In another alternative embodiment, media space is saved by grouping sectors together such that a single timestamp reflects the last modified time of the sector that was most recently modified.
The invention can be implemented in RAID storage systems that divide data among a set of sectors on multiple disk drives. When using trustworthy timestamps in a RAID configuration, timestamps are written for all sectors on all drives in the system. However, for timestamp verification, the RAID controller according to the invention needs to know which HDD and sector contains the “real” data (i.e., not parity bits) and only requests verification of the timestamp for that real data. Thus sectors in the set containing only parity data can be omitted from the verification operation.
It is worthwhile to consider how a system according to the invention would stand up under various foreseeable attackers seek to alter the timestamps. For example, even if a disk were temporarily removed and replaced in a non-secure device, the timestamp could, of course be destroyed or corrupted, but without knowledge of the secure key no valid timestamps could be created. Timestamps that had been altered would easily detected when the disk was replaced in the original device.
Another type of attack could involve tricking the HDD into using a false current time by, for example, communicating a fraudulent (prior) POSIX time to the HDD. Defending against this possibility requires that the drive place restrictions on setting the time clock. The POSIX time on prior art HDDs cannot be set before the end of the latest time period because HDD power-on-hours (POH)-to-POSIX time table does not allow overlapping time periods.

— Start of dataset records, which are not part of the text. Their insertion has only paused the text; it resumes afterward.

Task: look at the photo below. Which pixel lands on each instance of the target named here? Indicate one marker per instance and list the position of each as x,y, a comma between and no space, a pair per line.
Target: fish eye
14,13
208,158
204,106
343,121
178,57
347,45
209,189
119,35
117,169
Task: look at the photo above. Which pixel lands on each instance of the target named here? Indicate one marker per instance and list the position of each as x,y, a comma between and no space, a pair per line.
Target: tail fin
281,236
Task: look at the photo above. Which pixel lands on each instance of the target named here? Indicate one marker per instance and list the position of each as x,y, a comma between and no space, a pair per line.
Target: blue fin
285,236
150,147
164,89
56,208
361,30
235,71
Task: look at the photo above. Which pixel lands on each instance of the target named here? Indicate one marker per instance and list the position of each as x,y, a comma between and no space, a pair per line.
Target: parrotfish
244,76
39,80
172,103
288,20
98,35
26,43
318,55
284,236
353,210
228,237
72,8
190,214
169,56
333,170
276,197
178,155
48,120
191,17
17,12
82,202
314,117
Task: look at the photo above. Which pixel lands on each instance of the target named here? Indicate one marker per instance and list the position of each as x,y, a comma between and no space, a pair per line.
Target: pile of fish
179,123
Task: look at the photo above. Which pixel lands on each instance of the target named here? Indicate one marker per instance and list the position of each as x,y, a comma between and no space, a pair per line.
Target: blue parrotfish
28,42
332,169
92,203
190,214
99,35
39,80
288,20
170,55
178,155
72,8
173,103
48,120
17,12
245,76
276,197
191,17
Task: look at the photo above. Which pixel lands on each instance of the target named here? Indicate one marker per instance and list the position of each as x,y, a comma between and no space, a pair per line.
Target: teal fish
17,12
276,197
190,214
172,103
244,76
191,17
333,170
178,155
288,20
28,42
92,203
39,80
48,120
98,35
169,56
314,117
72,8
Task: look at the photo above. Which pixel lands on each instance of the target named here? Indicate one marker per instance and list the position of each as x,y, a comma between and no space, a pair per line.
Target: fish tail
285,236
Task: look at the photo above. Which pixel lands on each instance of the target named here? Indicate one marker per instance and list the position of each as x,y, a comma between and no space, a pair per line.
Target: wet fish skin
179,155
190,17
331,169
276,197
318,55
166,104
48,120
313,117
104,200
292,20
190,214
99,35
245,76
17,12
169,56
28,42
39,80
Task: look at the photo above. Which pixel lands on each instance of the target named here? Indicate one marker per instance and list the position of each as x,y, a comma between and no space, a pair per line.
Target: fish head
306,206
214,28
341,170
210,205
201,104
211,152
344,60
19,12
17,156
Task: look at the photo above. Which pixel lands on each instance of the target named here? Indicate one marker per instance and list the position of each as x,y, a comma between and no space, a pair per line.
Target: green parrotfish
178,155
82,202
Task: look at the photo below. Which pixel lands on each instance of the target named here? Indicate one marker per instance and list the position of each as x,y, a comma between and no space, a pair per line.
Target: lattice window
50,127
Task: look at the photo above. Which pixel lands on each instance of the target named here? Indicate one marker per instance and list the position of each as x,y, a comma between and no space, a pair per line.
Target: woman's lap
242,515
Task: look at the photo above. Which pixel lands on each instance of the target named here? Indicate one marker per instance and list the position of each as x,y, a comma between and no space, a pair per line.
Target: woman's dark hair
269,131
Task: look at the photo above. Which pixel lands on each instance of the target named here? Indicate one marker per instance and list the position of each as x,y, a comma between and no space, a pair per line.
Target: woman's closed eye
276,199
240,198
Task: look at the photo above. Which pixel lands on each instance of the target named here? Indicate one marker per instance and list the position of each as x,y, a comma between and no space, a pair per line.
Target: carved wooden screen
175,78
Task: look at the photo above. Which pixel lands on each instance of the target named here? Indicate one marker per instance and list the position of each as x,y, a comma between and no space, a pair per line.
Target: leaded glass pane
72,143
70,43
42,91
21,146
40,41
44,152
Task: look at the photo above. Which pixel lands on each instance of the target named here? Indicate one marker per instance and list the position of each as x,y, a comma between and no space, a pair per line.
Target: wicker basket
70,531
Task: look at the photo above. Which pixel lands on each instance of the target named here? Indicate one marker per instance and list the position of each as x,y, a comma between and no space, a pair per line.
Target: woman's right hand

So, even without additional security measures, a setting a sector timestamp to an arbitrary prior time is usually difficult to do unless the HDD was powered off and never powered back on before the desired artificial time.
Another form of attack could be copying the contents (entire contents or at least the significant parts) to a new target HDD that has never been used in the past. The POSIX time on the target HDD could be strategically set to create the desired POH-to-POSIX time table and the desired fraudulent timestamps for each sector. The protection against this attack is the setting of an original entry in the POH-to-POSIX time table recording the time of manufacture of the HDD. The HDD then rejects any POSIX time from a host that is earlier than this manufacturing time, which, therefore, presents a barrier for the earliest fraudulent time that can be set on that HDD.
Making the secure key undiscoverable is important in implementing the invention; therefore, preferably the key is integrated onto an ASIC that also handles much greater functionality, i.e. the key is buried inside a complex integrated circuit. This will hamper attempts to discover the secure key via differential power analysis or physical disassembly. If the packaging is destroyed or otherwise evidently tampered with, the drive will either be unable to verify timestamps or can be determined to be untrustworthy due to tampering. Nondestructive analysis would be very difficult because all processing involved.
The invention has been described with respect to particular embodiments, but modifications, other uses and applications for the techniques according to the invention will be apparent to those skilled in the art.